The slots 17, 19 each permit a top portion of a respective individual continuous belt
23, 25 to project therethrough. Belts 23, 25 each have a plurality of individual track
portions 27 over the full extent of the belts 23, 25. The bottom of guide wall 13
removably fits in adjacent track portions 27 of each of belts 23 and 25 so that guide
wall 13 moves with belts 23, 25 in the direction of arrow A (alternatively, a single
belt can be used). Moreover, as guide wall 13 moves in the direction of arrow A with
the belts 23, 25, the cylindrical portion 13a slides along guide rod 15 to keep the
standing orientation of guide wall 13 in the position shown in Figure 1.

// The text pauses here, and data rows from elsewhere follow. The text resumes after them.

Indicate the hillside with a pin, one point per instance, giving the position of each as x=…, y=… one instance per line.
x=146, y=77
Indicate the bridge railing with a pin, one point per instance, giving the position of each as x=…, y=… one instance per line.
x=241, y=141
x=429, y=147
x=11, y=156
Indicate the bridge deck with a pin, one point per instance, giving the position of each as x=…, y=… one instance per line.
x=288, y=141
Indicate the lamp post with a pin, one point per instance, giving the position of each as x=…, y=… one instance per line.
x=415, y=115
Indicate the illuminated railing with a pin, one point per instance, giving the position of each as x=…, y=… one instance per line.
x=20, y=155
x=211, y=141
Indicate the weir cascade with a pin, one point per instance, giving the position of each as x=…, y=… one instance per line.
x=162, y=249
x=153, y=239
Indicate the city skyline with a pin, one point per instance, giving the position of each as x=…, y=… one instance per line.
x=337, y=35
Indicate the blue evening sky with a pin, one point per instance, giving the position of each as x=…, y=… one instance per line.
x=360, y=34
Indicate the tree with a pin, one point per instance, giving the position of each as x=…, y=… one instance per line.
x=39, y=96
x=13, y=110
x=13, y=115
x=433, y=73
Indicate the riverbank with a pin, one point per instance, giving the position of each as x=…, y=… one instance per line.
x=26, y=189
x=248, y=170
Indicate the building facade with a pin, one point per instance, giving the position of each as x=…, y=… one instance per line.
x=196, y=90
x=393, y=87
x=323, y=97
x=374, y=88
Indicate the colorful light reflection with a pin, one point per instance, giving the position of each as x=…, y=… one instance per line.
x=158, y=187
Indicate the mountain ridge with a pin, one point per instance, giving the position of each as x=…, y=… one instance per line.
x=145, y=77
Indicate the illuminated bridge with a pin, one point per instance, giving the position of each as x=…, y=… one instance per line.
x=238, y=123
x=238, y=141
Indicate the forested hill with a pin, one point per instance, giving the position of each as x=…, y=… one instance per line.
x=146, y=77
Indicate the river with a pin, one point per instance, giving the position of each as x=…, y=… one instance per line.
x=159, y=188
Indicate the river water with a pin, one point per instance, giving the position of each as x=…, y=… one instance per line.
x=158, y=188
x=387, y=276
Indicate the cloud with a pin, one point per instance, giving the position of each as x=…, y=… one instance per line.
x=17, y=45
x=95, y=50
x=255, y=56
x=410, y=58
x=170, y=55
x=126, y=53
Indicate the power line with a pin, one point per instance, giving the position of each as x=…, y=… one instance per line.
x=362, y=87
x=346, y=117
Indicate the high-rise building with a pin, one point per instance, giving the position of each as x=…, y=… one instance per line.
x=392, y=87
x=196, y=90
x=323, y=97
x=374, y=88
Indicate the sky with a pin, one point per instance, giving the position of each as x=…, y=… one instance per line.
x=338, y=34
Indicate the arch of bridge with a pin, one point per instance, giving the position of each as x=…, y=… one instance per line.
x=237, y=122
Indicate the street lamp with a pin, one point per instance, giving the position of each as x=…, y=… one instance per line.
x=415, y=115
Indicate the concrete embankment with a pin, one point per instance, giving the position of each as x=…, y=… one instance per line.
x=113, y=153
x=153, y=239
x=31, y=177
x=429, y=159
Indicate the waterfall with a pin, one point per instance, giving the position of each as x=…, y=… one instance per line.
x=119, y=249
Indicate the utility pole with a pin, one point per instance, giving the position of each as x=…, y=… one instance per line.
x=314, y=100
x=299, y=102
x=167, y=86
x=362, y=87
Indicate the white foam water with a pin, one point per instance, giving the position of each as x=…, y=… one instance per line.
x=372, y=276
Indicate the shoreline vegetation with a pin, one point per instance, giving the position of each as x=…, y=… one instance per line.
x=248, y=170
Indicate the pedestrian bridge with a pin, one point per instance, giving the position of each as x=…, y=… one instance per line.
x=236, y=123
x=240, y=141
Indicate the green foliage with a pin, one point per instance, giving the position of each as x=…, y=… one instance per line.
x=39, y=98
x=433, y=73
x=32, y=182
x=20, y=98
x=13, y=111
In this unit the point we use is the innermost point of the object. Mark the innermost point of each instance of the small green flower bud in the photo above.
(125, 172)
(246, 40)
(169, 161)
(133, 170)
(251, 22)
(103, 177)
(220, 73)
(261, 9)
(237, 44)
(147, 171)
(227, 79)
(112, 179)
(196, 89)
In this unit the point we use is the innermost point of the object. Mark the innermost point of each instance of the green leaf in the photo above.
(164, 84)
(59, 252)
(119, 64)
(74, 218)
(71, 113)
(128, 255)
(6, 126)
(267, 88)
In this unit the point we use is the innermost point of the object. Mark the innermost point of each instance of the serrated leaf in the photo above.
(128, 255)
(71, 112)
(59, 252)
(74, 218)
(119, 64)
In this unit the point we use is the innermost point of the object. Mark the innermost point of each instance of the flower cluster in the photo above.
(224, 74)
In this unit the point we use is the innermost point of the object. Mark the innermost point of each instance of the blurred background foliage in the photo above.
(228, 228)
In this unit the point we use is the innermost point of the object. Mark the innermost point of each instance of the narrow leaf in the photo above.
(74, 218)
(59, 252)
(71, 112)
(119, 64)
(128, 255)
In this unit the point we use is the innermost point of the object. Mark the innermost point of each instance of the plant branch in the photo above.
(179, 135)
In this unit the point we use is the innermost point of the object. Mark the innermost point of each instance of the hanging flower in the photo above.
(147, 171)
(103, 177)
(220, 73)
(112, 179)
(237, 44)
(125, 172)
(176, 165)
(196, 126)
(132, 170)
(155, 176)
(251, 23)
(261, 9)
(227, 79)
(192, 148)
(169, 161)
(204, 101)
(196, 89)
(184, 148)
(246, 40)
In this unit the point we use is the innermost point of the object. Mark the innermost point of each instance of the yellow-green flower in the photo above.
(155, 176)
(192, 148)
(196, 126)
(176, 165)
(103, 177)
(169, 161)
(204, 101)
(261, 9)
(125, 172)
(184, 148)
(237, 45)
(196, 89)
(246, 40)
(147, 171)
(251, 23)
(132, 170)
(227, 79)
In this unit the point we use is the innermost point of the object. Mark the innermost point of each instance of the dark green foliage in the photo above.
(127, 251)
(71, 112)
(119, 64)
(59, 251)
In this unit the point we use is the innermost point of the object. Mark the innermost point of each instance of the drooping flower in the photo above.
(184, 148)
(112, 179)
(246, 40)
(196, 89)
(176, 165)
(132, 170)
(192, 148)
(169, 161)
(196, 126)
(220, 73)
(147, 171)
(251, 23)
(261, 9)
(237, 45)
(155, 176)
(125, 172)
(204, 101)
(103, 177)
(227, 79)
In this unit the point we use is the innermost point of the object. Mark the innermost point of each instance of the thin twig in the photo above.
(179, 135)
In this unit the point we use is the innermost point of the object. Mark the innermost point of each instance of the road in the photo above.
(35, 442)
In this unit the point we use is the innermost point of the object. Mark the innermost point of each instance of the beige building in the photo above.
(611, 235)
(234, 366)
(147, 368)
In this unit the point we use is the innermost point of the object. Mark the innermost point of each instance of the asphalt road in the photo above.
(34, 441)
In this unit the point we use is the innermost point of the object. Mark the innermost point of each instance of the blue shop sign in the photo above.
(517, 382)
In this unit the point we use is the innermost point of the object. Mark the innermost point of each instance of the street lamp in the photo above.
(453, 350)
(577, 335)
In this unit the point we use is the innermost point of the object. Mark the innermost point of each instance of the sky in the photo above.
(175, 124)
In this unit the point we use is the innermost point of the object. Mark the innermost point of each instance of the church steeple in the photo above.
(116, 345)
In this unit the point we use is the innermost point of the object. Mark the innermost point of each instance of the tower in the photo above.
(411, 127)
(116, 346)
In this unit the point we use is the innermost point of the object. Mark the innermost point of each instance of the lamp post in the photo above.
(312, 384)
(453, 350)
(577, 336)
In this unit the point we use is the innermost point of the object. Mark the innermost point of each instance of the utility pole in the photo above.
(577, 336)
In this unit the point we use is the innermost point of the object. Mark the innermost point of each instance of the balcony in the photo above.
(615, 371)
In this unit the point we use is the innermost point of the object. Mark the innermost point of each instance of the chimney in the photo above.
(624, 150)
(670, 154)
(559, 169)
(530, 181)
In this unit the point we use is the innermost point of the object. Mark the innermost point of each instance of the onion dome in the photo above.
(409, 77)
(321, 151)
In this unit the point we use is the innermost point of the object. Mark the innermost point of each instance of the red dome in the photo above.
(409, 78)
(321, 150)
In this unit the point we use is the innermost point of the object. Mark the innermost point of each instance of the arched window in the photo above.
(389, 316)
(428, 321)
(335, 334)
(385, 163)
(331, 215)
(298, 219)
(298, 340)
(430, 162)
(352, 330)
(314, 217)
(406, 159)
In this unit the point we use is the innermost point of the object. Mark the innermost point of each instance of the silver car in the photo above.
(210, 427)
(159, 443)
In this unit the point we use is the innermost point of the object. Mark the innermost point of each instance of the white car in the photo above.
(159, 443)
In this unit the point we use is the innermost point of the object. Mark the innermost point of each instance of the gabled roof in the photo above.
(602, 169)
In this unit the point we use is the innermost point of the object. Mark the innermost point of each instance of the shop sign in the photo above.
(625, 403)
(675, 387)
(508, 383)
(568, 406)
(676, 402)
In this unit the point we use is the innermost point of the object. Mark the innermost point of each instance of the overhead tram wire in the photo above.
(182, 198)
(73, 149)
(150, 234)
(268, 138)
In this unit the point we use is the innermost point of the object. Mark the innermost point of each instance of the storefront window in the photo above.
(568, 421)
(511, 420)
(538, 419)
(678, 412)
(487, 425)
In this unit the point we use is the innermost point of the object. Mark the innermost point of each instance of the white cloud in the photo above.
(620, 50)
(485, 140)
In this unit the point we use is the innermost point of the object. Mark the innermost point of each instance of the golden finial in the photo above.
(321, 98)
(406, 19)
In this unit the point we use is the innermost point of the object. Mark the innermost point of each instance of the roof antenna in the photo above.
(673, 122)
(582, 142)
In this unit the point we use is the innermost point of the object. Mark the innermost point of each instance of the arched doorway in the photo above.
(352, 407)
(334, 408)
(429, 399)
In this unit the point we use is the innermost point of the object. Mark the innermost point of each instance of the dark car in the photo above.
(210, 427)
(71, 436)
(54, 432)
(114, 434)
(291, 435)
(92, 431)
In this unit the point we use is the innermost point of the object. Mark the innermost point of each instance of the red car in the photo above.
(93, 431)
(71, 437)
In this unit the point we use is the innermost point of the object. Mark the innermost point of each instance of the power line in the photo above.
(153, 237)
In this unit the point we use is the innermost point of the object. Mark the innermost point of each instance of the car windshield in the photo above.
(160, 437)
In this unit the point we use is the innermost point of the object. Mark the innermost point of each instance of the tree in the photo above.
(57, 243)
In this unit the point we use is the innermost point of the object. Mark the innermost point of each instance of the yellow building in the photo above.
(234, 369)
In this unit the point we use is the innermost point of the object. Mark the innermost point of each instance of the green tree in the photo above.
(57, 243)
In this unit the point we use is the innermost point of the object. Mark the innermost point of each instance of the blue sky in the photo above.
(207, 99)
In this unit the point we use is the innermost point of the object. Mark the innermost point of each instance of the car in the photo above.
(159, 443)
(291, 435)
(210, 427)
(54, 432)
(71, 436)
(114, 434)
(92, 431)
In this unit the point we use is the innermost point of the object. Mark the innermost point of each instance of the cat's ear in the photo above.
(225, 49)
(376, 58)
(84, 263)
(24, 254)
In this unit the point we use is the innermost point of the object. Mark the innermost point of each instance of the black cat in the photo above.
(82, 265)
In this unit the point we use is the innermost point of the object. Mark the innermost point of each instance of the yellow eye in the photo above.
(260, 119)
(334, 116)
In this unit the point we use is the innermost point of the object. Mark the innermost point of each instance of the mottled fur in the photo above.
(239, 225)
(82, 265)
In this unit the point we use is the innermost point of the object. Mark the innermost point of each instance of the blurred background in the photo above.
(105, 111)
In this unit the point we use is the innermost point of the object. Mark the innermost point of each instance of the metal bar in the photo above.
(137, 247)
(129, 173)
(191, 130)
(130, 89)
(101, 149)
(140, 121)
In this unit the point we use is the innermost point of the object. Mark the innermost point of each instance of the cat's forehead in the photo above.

[0013] Continuous belts 23, 25 are mounted in a conventional manner around a pulley at each
end (not shown). One pulley is an idler pulley, while the other is driven by a motor
29. The motor 29 drives a common shaft (not shown) connected to the drive pulleys
of each of the belts 23, 25 such that the belts 23, 25 will be driven at the same
velocity to move around their respective idler and driven pulleys. Thus, as the belts
23, 25 move around the pulleys in the direction of arrow A, the guide wall 13 moves
therewith so that the entire stack of mixed mail 5 is moved toward a nudger wall 31.
As will be discussed in more detail below, the stack of mixed mail 5 will have individual
mailpieces 3 moved from the stack of mixed mail 5 downstream so that the stack of
mixed mailpieces 5 is continuously reduced in size. When the guide wall 13 has been
moved to a point where it is desirable to add additional pieces of mixed mail to the
stack 5, the guide wall 13 can be lifted out of the individual tracks 27 of the belts
23, 25 by pulling the guide wall 13 up to rotate, via the cylindrical portion 13a,
about the guide rod 15. Once the bottom of the guide wall 13 is clear of the individual
tracks 27 of the belts 23, 25, it can be slid backward in the opposite direction from
that of arrow A and placed in a desired position to receive additional mixed mail.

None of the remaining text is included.